A large cash pile and an undersupplied supply chain aren’t the only right-tail observations that prevail today. As you see in today’s right chart, backlogs across the U.S. economy have become so pervasive as to be occurring in 29 out of the 36 industries designated by the manufacturing and service sectors combined (yellow line). This. Has. Never. Happened. Before.

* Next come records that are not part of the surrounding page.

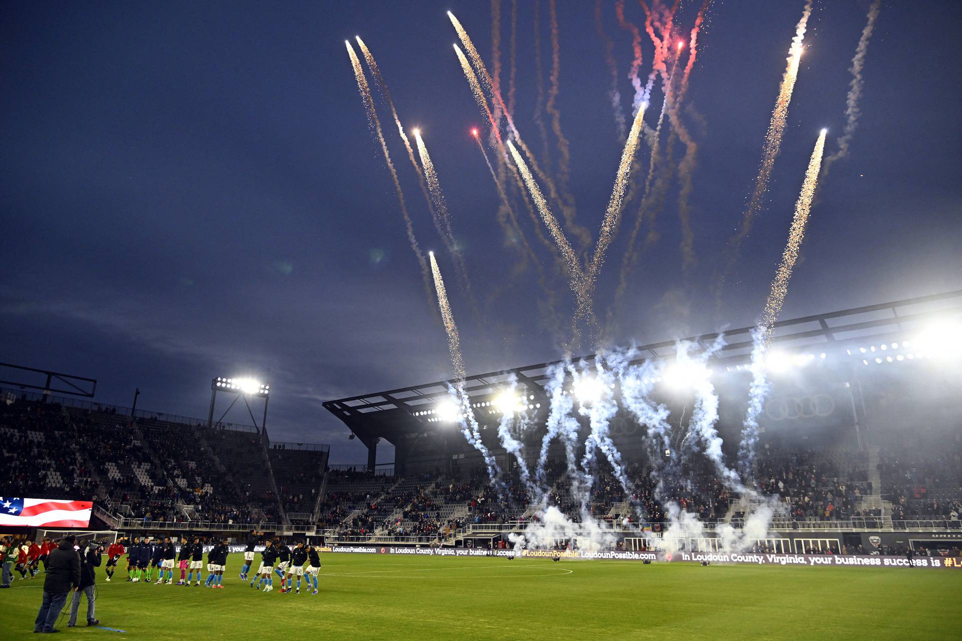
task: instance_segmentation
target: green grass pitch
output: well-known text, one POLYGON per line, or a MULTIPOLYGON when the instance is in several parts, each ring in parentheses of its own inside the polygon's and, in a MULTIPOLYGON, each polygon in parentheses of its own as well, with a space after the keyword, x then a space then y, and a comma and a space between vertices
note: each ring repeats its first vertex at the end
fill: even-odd
MULTIPOLYGON (((962 573, 325 554, 312 596, 104 581, 97 617, 142 639, 960 639, 962 573)), ((255 561, 255 564, 259 561, 255 561)), ((180 571, 175 571, 175 580, 180 571)), ((206 577, 206 571, 205 571, 206 577)), ((43 575, 0 591, 0 638, 34 638, 43 575)), ((61 638, 61 637, 58 637, 61 638)))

Note that widespread backlogs signal unfinished work. To pare down the pile of domiciled inboxes from input shortages, transport delays and lack of warm bodies to fill positions, larger carrots have been dangled across the workforce in the form of higher wages. Longer hours go hand in hand with an environment of rising unfilled orders. Ergo, paychecks follow by fattening like Thanksgiving turkeys readying for slaughter. COVID base effects have washed out of year-over-year comparisons for wages (red line) and paychecks (light blue line). Readings above the 5% threshold for both gauges tell us we’re in a right-tail environment in the U.S. labor market.

It doesn’t take a legendary, blind soul music genius like Ray Charles to see that a leader of inflation in durable goods has persevered outside the distribution for the first time since the late 1990s and is refusing to normalize. Wage pressures also are bubbling as backlogs have never bulged to this extent. Yield curves steepened after yesterday’s Fed taper announcement as Fed Chair Powell held firm on divorcing the process of tapering from rate hikes. That said, those betting on a flattening bias should not be deterred. Team Transitory keeps losing its fan base.